The argument advanced in this present work is that social structures and attitudes in Japan have historically been imbued with racial meaning, and that these meanings are themselves dynamic and contingent. That is to say, both racial meanings and racialized identities are historically specific, and can only be understood in relation to other factors - economic and political - and in relation to the international environment within which they emerged and have since been reproduced (Gilroy 1990: 264-5). In developing this argument, I also suggest that the construction of a Japanese national identity has entailed the transformation of culture, through an overarching discourse of race, into a pseudobiological property of communal life (Gilroy 1990: 267). An objective here is to identify the various strands of racialized discourse that were developed during the period 1868-1945, and the channels through which European imperialist perspectives on race and native populations were domesticated within the Japanese context.
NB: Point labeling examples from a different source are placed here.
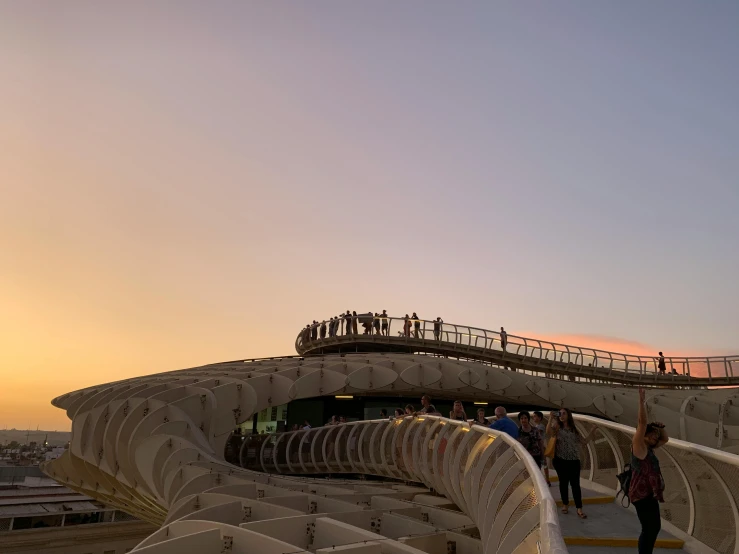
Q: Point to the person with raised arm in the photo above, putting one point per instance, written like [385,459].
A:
[647,485]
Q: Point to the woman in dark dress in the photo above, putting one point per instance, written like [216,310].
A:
[647,485]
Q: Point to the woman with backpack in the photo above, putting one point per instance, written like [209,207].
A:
[567,447]
[647,484]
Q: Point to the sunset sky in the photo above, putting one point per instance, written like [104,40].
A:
[186,183]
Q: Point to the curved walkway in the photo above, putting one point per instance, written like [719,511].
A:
[388,334]
[154,446]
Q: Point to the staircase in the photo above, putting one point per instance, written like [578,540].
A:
[609,528]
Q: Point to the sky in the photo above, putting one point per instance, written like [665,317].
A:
[183,183]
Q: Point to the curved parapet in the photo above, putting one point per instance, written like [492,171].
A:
[153,446]
[390,334]
[487,474]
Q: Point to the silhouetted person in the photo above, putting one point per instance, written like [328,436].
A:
[458,412]
[425,404]
[437,328]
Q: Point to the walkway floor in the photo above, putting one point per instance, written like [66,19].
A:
[609,528]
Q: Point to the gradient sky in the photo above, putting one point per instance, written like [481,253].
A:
[186,183]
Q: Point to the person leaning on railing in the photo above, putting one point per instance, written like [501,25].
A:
[647,484]
[458,412]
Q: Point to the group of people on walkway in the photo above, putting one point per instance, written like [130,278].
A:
[564,447]
[559,445]
[377,323]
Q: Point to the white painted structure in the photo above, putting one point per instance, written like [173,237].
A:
[153,446]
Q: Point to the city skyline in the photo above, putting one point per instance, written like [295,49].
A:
[192,186]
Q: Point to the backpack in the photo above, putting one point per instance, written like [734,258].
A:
[624,481]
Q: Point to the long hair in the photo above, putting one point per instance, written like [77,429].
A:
[570,420]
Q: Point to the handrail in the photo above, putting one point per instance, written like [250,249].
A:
[466,463]
[547,355]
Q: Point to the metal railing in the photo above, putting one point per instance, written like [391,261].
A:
[546,356]
[487,474]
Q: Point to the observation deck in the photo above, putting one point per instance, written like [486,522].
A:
[393,334]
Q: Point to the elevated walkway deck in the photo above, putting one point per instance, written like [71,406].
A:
[390,334]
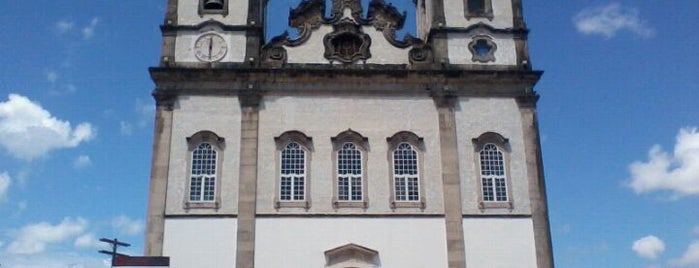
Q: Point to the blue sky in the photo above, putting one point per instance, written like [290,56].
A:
[618,118]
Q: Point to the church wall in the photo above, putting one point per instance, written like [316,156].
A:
[459,53]
[502,14]
[184,47]
[301,242]
[200,243]
[475,116]
[221,115]
[323,117]
[499,243]
[312,51]
[188,14]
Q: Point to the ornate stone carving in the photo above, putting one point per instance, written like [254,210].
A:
[347,43]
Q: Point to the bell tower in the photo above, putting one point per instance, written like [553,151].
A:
[344,145]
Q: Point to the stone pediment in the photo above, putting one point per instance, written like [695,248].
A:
[352,255]
[346,36]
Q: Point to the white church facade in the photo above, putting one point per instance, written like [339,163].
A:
[345,146]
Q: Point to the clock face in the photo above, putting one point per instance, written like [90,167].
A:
[210,47]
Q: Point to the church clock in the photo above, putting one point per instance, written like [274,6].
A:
[210,47]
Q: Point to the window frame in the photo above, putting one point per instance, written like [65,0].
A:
[417,145]
[205,11]
[217,143]
[503,146]
[477,57]
[306,145]
[362,145]
[487,10]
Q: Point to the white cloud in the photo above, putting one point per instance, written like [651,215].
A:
[610,19]
[125,128]
[87,241]
[677,172]
[89,30]
[51,76]
[34,238]
[690,258]
[64,26]
[649,247]
[125,225]
[27,131]
[55,260]
[82,161]
[5,181]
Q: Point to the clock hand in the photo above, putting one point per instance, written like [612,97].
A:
[211,46]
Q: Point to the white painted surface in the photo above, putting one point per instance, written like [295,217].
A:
[301,242]
[505,53]
[475,116]
[192,114]
[499,243]
[373,117]
[184,46]
[188,13]
[200,243]
[455,14]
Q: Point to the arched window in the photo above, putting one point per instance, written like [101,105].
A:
[349,173]
[405,160]
[293,173]
[205,150]
[493,174]
[349,162]
[492,154]
[405,173]
[202,186]
[293,169]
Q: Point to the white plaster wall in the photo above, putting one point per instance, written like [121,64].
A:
[200,243]
[221,115]
[455,14]
[499,243]
[505,54]
[301,242]
[382,52]
[188,13]
[323,117]
[475,116]
[184,46]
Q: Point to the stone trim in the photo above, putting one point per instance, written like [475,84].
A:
[517,15]
[487,13]
[537,185]
[160,165]
[451,183]
[247,194]
[351,255]
[504,145]
[219,145]
[204,11]
[418,145]
[362,144]
[306,144]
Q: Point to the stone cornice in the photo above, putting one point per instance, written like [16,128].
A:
[370,81]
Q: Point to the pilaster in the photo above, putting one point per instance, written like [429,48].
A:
[451,182]
[167,53]
[247,195]
[535,177]
[159,174]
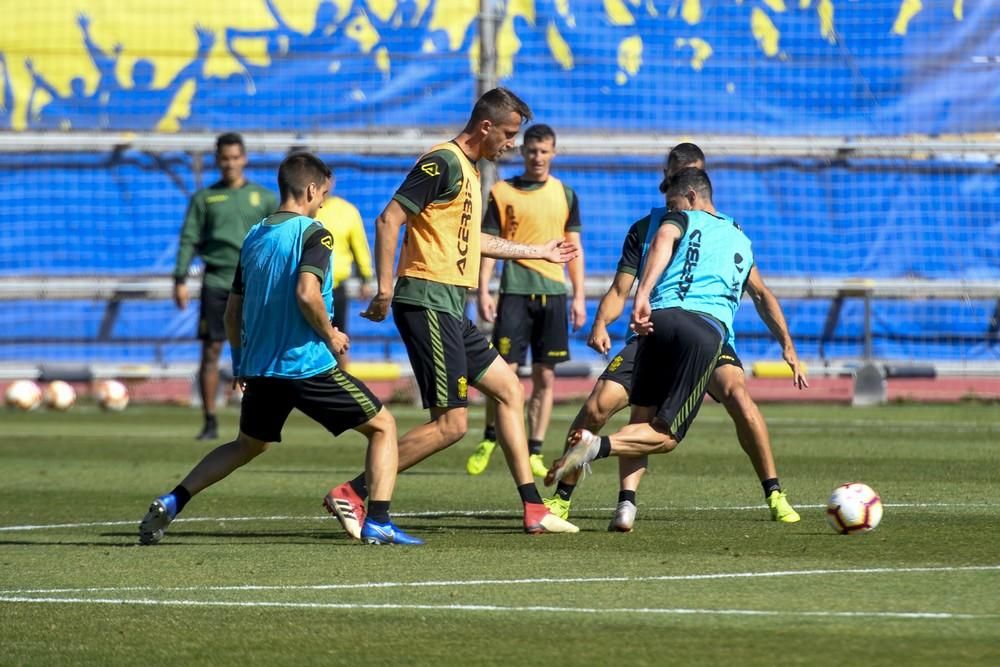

In tracing the relationship between ideologies of race and nation in the construction of the modern Japanese identity, I seek also to identify the discursive elements that have informed perceptions of the excluded other (both external and internal) against whom this identity has been produced and reproduced at particular historical junctures.
New ideologies and configurations of social power do not emerge unchallenged within an empty space (Greenfeld 1992: 399403). As in Europe and North America, ideas of self and other in Japan were moulded both by the broader international context in which they evolved and through the appropriation of indigenous themes in Japanese history. The experts in legitimation who contributed to the diffusion of racial knowledge and the dissemination of scientific racism in Japan were themselves aware of and deeply influenced by European scholarship in particular (Shimao 1981: 93-8). The scientification of knowledge, of which these processes were an integral part, also provided the means by which the civilized self could be distinguished from the uncivilized other. Just as Meiji industrialization was dependent upon the prior existence of well-established market relations and the importation of Western capital and technology, in their construction of a national identity, Japanese ideologues drew inspiration from both the West and through the appropriation and manipulation of indigenous myths. The search for a usable past engaged the resources of academics, educators, journalists, politicians and government officials alike. Their interests and concerns often overlapped; politicians were frequent contributors to newspapers, while academics were often called upon to advise on matters of public policy and education. Although there was no master narrative to which they all subscribed, nor a smoothly orchestrated discourse imposed upon a passive audience, their efforts would assist in the dissemination of racial knowledge and the necessary production of otherness.